Em seguida, inverta a placa suavemente para descartar a mídia, e levemente borrar a placa em uma toalha de papel absorvente estéril. Depois de cada um, lave com PBS estéril filtrado. Em seguida, adicione 100 microliters por poço da mistura de soro do vírus aos poços correspondentes na placa celular A549 de acordo com o modelo de placa fornecido no manuscrito, e incubar a placa a 37 graus Celsius em 5% de dióxido de carbono por uma hora.
Ao final da incubação, use uma pipeta para remover 90 microliters por poço, e adicione 100 microliters da mídia contendo 1XM199, 1,5% CMC e 2% FCS na mistura Penicilina-Estreptomicina. Incubar a placa a 37 graus Celsius em 5% de dióxido de carbono por três dias. Para corrigir e desenvolver uma placa de ensaio, primeiro inverta a placa celular A549 infectada pelo RSV suavemente para descartar a mídia que contém M199, CMC, 2%FCS e penicilina-estreptomicina.
Em seguida, adicione lentamente 200 microliters de Buffer de Fixação a cada poço. Incubar a placa a menos 20 graus Celsius por 20 minutos. Em seguida, descarte o tampão de fixação e limpe suavemente uma toalha de papel absorvente.
Deixe a placa de frente para baixo para secar por 10 minutos. Em seguida, com tampão PBS filtrado contendo 05 polisorbato 20, faça 5% de solução de bloqueio de leite. Adicione 200 microliters da solução de bloqueio a cada poço e incubar a placa em temperatura ambiente por 30 minutos.
No final da incubação inverta a placa suavemente para descartar a solução e borrar em uma toalha de papel absorvente. Para fazer o anticorpo primário, diluir um a 500 anticorpos XRSV de cabra na solução de bloqueio. Adicione 50 microliters a cada poço e incubar a placa a 37 graus Celsius por uma hora.
Lave a placa três vezes com PBS-polisorbate filtrado. Em seguida, faça o anticorpo secundário diluindo de um a 5.000 Alexa Fluor anti-cabra imunoglobulina G na solução de bloqueio. Adicione 50 microliters a cada poço e incubar a 37 graus Celsius por uma hora.
Lave a placa cinco vezes com PBS-polisorbate filtrado.

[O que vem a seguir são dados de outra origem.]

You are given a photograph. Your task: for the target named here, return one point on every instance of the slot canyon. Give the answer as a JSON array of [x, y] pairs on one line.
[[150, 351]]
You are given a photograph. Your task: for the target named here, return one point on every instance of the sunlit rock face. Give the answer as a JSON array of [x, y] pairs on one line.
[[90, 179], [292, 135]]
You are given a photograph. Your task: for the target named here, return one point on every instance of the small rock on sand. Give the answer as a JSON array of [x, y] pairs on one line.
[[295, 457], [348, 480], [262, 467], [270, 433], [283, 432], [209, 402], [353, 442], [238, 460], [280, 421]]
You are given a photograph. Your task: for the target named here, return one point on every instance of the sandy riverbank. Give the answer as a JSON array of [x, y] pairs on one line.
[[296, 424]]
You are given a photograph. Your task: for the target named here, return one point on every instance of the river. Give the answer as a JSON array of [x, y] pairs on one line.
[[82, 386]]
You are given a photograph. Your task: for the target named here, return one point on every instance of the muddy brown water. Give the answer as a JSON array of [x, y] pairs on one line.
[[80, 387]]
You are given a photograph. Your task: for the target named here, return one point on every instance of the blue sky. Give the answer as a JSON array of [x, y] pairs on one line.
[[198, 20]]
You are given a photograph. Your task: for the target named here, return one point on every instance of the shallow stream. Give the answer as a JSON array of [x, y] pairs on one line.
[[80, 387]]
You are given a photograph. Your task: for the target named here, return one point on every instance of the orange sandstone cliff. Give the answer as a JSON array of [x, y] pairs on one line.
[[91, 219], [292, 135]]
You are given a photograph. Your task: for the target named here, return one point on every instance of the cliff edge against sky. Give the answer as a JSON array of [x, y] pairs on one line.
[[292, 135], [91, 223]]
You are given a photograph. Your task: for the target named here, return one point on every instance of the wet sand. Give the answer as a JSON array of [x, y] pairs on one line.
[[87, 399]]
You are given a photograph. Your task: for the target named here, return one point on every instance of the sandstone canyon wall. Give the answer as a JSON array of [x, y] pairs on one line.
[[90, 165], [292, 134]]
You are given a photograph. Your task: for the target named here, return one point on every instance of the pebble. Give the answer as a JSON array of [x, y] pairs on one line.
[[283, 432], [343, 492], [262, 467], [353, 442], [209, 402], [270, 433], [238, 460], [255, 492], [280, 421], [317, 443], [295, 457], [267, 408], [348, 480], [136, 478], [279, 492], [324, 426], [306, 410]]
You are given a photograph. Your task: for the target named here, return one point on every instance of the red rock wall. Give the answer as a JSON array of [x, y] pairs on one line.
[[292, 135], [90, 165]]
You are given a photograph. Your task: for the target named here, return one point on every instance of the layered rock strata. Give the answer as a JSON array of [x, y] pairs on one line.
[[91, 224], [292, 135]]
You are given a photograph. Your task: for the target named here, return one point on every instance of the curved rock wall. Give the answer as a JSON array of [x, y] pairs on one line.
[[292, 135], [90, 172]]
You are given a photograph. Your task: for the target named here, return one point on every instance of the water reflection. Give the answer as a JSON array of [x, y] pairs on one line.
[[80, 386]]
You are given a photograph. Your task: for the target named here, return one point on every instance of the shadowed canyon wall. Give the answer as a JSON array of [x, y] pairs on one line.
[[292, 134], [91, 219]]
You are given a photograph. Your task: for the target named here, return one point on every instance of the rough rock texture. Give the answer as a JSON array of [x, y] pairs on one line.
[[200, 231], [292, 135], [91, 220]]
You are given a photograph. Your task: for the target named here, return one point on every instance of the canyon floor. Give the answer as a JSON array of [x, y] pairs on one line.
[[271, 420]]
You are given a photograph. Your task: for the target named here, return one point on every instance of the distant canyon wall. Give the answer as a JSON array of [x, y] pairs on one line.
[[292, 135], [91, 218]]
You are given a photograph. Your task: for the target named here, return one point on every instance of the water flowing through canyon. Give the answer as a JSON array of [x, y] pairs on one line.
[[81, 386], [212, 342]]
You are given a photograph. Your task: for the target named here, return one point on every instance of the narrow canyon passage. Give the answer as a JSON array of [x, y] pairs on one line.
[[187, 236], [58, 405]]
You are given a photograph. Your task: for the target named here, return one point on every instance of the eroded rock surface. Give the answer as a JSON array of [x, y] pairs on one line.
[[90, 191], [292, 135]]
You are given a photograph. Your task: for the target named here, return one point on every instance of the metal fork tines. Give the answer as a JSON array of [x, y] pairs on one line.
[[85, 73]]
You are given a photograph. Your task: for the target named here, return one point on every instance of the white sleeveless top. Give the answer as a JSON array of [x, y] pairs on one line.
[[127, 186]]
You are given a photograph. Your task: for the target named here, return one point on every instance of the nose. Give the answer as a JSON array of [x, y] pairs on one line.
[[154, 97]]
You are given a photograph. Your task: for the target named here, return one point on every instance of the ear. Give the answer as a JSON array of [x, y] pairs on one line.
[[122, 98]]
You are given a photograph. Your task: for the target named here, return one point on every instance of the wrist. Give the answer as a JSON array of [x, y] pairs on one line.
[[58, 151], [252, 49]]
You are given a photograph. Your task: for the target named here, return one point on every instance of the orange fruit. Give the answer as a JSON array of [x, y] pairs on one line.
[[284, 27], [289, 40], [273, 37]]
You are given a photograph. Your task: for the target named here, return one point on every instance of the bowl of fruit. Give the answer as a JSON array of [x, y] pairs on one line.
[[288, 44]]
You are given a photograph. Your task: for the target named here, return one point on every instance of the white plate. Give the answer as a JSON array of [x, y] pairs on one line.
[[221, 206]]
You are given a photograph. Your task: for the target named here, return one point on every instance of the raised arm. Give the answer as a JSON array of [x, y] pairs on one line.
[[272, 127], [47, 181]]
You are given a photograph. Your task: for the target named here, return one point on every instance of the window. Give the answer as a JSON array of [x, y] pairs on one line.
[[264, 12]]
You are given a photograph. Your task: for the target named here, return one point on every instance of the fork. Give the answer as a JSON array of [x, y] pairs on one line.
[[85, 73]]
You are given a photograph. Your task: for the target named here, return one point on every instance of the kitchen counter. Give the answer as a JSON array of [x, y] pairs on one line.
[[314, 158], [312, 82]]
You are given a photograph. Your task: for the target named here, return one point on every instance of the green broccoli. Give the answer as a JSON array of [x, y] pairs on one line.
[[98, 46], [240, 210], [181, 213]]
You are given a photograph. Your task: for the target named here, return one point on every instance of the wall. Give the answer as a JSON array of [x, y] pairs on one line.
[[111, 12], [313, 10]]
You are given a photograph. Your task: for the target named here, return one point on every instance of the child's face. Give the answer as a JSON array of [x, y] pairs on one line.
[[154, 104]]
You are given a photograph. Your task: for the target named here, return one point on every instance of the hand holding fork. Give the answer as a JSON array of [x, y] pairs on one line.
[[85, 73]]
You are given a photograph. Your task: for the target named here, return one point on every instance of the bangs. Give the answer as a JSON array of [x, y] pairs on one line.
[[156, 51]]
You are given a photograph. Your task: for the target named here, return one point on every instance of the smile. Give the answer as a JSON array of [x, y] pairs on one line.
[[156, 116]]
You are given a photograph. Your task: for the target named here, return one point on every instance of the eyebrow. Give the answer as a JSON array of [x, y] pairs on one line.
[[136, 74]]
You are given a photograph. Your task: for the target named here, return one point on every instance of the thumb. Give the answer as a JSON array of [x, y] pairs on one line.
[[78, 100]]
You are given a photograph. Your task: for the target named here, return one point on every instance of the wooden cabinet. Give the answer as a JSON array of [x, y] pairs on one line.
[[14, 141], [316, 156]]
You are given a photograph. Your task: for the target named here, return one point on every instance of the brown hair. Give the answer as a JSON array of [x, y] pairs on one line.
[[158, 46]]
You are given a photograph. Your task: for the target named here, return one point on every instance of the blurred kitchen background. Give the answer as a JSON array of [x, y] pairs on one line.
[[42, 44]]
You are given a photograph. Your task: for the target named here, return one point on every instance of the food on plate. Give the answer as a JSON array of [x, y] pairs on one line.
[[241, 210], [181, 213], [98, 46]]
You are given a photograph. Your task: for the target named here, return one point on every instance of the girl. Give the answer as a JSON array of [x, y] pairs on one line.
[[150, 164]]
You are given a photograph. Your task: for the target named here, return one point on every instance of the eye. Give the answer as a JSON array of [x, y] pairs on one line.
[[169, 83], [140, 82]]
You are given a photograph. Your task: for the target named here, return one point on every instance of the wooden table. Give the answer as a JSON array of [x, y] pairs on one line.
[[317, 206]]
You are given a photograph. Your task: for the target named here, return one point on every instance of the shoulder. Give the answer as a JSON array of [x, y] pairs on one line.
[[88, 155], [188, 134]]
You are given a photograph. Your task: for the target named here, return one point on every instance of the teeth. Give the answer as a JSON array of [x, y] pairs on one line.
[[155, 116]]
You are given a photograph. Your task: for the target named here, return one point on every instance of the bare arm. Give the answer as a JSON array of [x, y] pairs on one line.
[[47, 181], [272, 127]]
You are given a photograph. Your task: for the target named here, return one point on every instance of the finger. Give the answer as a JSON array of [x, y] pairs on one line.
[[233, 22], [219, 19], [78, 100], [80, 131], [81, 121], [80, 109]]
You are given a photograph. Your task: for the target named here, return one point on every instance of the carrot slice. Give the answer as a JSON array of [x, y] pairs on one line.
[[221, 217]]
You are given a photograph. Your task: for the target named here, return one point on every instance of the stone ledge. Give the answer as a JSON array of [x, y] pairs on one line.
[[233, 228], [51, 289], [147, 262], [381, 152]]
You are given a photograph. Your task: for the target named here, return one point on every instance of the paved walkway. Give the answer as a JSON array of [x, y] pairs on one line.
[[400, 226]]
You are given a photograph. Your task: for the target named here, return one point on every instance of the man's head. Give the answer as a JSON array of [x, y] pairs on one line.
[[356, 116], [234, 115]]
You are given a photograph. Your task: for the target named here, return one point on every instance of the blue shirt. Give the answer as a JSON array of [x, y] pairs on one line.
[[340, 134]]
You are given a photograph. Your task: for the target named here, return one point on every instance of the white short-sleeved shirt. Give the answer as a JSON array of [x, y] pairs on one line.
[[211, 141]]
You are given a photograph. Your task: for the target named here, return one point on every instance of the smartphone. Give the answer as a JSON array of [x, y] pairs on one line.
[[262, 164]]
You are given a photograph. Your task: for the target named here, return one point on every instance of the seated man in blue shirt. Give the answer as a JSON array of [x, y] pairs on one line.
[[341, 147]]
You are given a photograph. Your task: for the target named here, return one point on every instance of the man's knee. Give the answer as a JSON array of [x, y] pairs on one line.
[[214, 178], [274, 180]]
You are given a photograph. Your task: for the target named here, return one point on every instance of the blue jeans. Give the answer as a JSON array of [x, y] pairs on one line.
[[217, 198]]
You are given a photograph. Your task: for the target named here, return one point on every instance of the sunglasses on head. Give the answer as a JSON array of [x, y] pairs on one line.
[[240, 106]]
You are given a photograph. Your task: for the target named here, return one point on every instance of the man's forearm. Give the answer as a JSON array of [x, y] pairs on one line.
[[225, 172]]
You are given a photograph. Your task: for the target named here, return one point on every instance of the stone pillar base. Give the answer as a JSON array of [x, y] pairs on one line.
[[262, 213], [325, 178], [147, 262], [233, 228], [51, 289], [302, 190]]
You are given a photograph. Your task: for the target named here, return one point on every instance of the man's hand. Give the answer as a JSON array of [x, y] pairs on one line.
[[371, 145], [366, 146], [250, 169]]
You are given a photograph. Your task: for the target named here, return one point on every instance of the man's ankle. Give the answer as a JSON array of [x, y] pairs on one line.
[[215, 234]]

Para contar placas com um leitor de pontos automatizado, primeiro use uma placa de cultura de 96 poços não utilizado para colaborar com o instrumento inserindo as configurações de contagem no canal FITC. Em seguida, leia a placa celular, enrole-a em papel alumínio, e armazene-a a quatro graus Celsius.
Em seguida, verifique as imagens de poços para placas artefatosas ou monocamadas celulares rompidas, e exclua poços com monocamadas de células rompidas. O número médio de placas dos poços de controle sem soro foi calculado e utilizado para determinar o corte de neutralização de 50% que resultaria em 50% de inibição da atividade do vírus. A diluição recíproca do soro foi traçada no eixo x e o número de placas no eixo y de um gráfico semi-log de uma linha traçada entre os dois pontos.
Os títulos de neutralização de 50% das amostras de soro de teste foram diluições vermelhas e séricos com contagens imediatamente acima ou abaixo do valor de 50% dos poços de controle sem soro foram identificados. Ensaios da RSVAPRN em duas coortes adultas diferentes da Gâmbia e voluntários saudáveis em Melbourne resultaram em adultos gambianos com uma média menor de 100 medíois em comparação com os adultos de Melbourne. O soro de referência rsv humano mostrado demonstra uma variabilidade muito baixa com o coeficiente de variação de 6,82%Este ensaio de neutralização de redução de placa RSV de alto rendimento pode ser facilmente implementado em muitos laboratórios, e apoiará o esforço internacional de harmonização da OMS para ensaios de anticorpos neutralizantes RSV.
Isso será fundamental para a avaliação dos novos candidatos à vacina RSV no futuro.